The manipulation of color in Morgan’s paintings illustrates a self that exists within a paradox of opposites. By limiting the pallet, she was able to simplify the body, allowing a deeper exploration into the psychic layers of the subject matter. The inverted portraits invite the viewer to witness light and shadow, trade places, and thus venture into the obscurity of the subconscious. The layers of color glazed over the figure activate the narrow pallet, pulling the subject back to life. This dichotomy is a visual representation of the struggle of the inner self to balance ones ebb and flow. Morgan’s use of loved ones and her own portrait as subject matter provides the opportunity to intimately investigate her relationships with these individuals and with herself.
Jenny Morgan’s work intertwines figurative realism with graphic forms. Her detailed images demonstrate exceptional technique, while abstracting the human body at the same time. Morgan’s work is a mixture of painting, demonstrating both skill with almost psychedelic flashes and transformative figures. The subject matter within her work are strangers to increase the mysteriousness, as she explains, ‘manipulates the figure to expose the individual’s idiosyncrasies and create a physiological portrait’. Working with people she relates to, allows Morgan to hone in on specifics of their character and present their personalities as she herself experiences them. Her portraits are stately hypotheticals into the personality of the individual represented.

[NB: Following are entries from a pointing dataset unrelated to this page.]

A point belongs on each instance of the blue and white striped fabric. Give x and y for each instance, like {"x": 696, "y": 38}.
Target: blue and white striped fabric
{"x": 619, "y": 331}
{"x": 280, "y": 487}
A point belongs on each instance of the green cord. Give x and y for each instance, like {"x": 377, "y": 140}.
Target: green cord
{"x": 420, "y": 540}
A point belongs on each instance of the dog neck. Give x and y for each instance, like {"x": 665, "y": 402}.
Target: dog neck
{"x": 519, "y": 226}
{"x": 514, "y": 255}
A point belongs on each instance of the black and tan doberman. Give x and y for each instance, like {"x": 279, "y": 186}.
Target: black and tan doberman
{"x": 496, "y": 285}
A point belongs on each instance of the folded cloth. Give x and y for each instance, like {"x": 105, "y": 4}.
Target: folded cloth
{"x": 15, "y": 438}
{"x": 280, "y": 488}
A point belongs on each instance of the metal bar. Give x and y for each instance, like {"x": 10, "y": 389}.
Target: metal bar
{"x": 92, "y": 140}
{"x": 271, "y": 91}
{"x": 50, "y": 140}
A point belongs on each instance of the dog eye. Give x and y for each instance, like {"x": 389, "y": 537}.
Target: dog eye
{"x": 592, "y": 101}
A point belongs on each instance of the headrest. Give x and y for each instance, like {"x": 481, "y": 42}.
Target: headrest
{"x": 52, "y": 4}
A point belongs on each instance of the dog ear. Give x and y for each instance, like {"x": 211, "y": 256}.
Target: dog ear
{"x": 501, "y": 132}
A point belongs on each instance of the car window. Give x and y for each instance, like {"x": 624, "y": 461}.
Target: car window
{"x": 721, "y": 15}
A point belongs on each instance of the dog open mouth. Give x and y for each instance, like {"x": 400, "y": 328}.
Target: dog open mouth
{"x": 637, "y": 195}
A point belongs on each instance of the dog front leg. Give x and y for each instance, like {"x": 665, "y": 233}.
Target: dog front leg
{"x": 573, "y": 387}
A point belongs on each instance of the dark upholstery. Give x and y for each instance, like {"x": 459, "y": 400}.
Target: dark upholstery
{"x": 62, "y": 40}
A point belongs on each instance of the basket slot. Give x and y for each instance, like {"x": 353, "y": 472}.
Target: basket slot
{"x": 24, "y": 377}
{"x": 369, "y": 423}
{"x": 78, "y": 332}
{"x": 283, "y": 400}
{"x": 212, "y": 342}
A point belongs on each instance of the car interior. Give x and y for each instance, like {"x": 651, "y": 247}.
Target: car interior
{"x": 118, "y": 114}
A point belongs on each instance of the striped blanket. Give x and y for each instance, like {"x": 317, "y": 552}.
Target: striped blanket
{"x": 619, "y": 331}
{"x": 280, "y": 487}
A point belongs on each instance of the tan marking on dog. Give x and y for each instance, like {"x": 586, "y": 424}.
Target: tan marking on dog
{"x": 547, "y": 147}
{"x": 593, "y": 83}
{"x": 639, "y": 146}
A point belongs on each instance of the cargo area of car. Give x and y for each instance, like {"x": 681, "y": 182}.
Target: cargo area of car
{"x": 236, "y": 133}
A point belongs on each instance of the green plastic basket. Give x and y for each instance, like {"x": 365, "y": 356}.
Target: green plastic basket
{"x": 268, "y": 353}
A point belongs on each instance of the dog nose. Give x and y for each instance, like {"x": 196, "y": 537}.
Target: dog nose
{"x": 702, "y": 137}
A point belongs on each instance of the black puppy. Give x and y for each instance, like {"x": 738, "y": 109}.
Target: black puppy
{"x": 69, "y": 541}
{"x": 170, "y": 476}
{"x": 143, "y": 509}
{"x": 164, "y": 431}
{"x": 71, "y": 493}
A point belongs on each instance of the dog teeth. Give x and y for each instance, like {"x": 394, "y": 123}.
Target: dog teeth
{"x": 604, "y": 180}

JENNY MORGAN (b. 1982, Salt Lake City, UT) holds a BA from the Rocky Mountain College School of Design in Lakewood, Colorado and an MFA from the School of Visual Arts in New York, NY. Morgan’s work has received critical attention in numerous publications including Whitewall, Hi-Fructose, The Village Voice, and The Denver Post, the highlight being her cover feature in Juxtapoz in May 2015. Her 2013 solo exhibition ‘How To Find A Ghost’ was named one of the top 100 fall shows worldwide by Modern Painters in 2013. Additionally, Morgan has realized several portraiture commissions for publications including The New York Times Magazine and New York Magazine. She has had solo exhibitions in New York, Colorado, Utah and Indiana and has been in numerous group exhibitions including the Smithsonian National Portrait Gallery, Washington, D.C. and the 92Y Tribeca, New York. Her work is represented in the collections of the Museum of Contemporary Art Jacksonville, Purdue University Art Gallery, University of Maryland’s Stamp Student Union Art Collection, as well as major private collections throughout the world. She currently lives and works in Brooklyn, New York. Morgan’s first solo exhibition with Beers will take place in March 2016.